Rakstang and her husband Bob arrived in Oak Park in 1976 with a toddler and an infant in tow. As they raised their children in the village, the young mother embarked on a new career path and met Margaret, a pastry chef who would become her dear friend. The memoir effortlessly recounts Rakstang serving as a “small “p” politics” trustee, navigating a male dominated industry and even stepping aside in the kitchen while her mother and Margaret whipped up a batch of caramel-colored fried rice together.

As Rakstang’s mother began to grapple with dementia, Margaret was diagnosed with a rare form of cancer that caused severe throat pain and robbed her of her sense of taste. Rakstang became an advocate and caregiver to both.

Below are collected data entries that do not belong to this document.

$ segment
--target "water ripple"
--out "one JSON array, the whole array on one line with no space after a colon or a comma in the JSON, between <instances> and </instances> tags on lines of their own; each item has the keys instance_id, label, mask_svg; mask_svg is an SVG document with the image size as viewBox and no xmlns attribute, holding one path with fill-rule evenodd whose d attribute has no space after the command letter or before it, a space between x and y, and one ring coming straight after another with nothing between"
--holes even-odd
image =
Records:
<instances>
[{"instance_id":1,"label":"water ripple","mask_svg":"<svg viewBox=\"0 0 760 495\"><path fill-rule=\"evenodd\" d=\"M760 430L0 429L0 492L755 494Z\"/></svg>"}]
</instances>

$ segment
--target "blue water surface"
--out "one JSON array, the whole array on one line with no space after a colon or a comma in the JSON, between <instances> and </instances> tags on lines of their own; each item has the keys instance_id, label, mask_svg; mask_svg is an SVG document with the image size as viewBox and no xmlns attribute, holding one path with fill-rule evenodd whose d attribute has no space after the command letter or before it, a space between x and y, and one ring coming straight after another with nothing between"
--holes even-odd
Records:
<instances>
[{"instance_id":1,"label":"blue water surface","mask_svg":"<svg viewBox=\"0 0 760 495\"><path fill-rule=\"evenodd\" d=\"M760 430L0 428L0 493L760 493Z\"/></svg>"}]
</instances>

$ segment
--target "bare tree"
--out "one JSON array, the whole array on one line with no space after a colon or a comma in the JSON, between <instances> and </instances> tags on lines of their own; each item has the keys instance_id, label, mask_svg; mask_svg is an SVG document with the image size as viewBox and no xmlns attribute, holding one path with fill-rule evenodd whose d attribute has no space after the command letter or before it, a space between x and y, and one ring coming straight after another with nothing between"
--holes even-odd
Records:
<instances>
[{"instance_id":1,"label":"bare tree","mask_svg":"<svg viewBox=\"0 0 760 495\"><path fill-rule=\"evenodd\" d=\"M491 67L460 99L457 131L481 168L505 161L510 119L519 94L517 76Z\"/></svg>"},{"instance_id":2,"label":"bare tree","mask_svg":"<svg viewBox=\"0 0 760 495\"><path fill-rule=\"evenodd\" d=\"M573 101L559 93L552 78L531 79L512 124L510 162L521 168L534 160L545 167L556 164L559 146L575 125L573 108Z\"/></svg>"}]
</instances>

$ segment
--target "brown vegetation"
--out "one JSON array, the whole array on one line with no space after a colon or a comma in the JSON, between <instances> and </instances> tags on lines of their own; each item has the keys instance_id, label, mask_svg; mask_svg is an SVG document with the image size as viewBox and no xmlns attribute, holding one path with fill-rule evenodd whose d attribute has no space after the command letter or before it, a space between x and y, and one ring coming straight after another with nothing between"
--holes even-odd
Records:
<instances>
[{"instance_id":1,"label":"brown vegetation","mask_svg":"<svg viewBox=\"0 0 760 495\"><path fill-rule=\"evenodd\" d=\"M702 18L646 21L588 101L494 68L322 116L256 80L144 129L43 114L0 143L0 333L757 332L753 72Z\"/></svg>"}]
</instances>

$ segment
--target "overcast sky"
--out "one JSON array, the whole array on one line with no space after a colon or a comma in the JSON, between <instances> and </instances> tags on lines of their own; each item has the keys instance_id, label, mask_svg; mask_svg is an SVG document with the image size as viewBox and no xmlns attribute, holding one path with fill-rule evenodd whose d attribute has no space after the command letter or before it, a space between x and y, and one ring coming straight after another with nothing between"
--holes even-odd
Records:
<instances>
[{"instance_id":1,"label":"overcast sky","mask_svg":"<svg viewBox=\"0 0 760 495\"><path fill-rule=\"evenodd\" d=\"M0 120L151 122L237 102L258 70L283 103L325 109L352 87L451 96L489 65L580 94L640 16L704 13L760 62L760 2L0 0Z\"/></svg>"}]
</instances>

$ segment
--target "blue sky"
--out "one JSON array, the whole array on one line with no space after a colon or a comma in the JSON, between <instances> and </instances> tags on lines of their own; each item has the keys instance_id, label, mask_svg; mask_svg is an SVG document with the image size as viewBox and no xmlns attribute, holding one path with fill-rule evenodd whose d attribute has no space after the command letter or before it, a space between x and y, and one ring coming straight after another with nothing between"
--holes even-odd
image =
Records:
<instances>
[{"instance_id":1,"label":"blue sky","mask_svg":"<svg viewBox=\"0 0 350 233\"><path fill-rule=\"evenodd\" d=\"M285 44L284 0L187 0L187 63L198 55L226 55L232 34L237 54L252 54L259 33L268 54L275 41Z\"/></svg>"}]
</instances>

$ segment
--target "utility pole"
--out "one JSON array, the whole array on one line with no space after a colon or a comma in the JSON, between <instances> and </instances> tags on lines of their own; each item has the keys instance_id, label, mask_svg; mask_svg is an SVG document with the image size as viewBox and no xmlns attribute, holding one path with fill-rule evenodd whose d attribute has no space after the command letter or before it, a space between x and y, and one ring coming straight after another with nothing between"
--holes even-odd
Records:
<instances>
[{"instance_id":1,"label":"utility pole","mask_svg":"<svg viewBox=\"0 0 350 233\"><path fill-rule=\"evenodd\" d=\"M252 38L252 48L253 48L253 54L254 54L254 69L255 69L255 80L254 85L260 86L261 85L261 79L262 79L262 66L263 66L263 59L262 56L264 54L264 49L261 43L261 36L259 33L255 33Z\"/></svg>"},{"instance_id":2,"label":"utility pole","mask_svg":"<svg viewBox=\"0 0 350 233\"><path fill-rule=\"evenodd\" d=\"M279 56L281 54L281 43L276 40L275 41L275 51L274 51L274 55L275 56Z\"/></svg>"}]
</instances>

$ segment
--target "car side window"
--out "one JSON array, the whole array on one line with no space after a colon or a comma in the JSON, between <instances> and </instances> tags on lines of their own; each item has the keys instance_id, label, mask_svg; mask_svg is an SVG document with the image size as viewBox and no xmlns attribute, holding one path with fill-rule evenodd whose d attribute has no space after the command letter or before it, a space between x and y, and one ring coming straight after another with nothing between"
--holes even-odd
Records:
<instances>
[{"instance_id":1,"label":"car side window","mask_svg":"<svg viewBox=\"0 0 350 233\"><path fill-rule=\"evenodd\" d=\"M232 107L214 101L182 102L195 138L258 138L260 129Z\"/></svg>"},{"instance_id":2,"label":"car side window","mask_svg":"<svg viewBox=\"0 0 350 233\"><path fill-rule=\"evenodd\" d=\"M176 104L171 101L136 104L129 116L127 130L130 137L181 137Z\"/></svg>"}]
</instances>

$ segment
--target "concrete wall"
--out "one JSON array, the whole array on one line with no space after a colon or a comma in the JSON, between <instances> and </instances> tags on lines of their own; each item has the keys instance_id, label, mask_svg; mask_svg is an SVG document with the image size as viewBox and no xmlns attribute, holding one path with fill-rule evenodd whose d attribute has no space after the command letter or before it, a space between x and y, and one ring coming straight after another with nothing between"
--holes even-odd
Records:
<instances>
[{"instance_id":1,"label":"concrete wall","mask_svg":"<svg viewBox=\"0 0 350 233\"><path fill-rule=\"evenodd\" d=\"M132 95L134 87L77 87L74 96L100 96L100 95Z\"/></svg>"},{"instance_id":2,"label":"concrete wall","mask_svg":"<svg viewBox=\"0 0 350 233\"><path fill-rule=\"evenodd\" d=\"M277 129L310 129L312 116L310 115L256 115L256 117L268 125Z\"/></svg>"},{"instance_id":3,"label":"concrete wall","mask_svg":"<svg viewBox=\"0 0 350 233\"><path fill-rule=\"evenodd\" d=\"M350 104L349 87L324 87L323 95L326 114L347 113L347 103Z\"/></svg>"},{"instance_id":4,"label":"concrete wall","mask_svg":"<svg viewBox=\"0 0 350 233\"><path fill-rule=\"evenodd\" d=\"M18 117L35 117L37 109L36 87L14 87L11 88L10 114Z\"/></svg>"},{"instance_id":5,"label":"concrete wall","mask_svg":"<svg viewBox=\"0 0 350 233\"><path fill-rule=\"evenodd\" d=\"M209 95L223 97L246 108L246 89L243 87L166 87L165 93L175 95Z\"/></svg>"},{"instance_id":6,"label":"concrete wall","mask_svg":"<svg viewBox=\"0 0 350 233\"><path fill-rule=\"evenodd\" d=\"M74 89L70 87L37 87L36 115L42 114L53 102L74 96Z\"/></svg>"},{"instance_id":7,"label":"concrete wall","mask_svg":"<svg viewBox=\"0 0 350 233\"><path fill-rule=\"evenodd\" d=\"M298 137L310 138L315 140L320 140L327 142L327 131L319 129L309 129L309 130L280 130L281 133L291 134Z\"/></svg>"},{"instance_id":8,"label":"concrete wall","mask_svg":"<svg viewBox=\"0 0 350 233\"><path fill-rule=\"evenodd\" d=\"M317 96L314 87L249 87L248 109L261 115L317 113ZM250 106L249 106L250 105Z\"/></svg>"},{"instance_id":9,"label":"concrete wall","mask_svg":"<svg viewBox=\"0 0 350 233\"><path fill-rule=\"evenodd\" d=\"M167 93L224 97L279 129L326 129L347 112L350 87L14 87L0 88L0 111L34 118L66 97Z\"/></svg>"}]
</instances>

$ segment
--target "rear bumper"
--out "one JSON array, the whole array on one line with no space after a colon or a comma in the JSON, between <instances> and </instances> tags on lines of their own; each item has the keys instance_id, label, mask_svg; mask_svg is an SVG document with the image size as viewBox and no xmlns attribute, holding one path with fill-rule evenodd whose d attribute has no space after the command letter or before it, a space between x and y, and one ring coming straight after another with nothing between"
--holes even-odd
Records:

Bringing the book to life: Rakstang’s mother’s wonton filling — pork with ginger root, garlic, green onion, water chestnut, shoyu and miso.
Credit: Melissa Elsmo

While savoring fleeting moments when her mother instantly remembered how to fold wontons despite being unable to complete a child’s jigsaw puzzle, Rakstang simultaneously developed a pureed food technique designed to nurture and nourish Margaret through her rigorous cancer treatment.

Applying her architectural mind to meals, Rakstang created unseasoned purees made from colorful whole foods arranged in sculptural ways to create three-dimensionality. The whimsical, beautiful, memorable meals were plated to resemble Margaret’s favorite comfort foods like burgers and fries, pork chops and applesauce, or a colorful Cobb salad.

“It was an adventure for me. Just being in my kitchen was cathartic because I was accomplishing something,” said Rakstang. “I was able to depart from the realities of life and death that faced me every day — when I was in the kitchen I was just in another world.”

The technique allowed Margaret to feast with her eyes first and paid homage to the knife skills and artful plating techniques Rakstang had learned from cooking in her mother’s kitchen. While the family memoir is vulnerable, Rakstang describes the process of making Margaret’s meals in detail in hopes the technique will be valuable to others in need.

Cooking for Her Eyes is Rakstang’s first book. She completed it in time for her five elderly Hawaiian aunties to read and appreciate her deft storytelling. The memoir is currently among 20 books advanced to the semifinal round of the BookLife Prize Nonfiction Contest and is available on Amazon and The Book Table.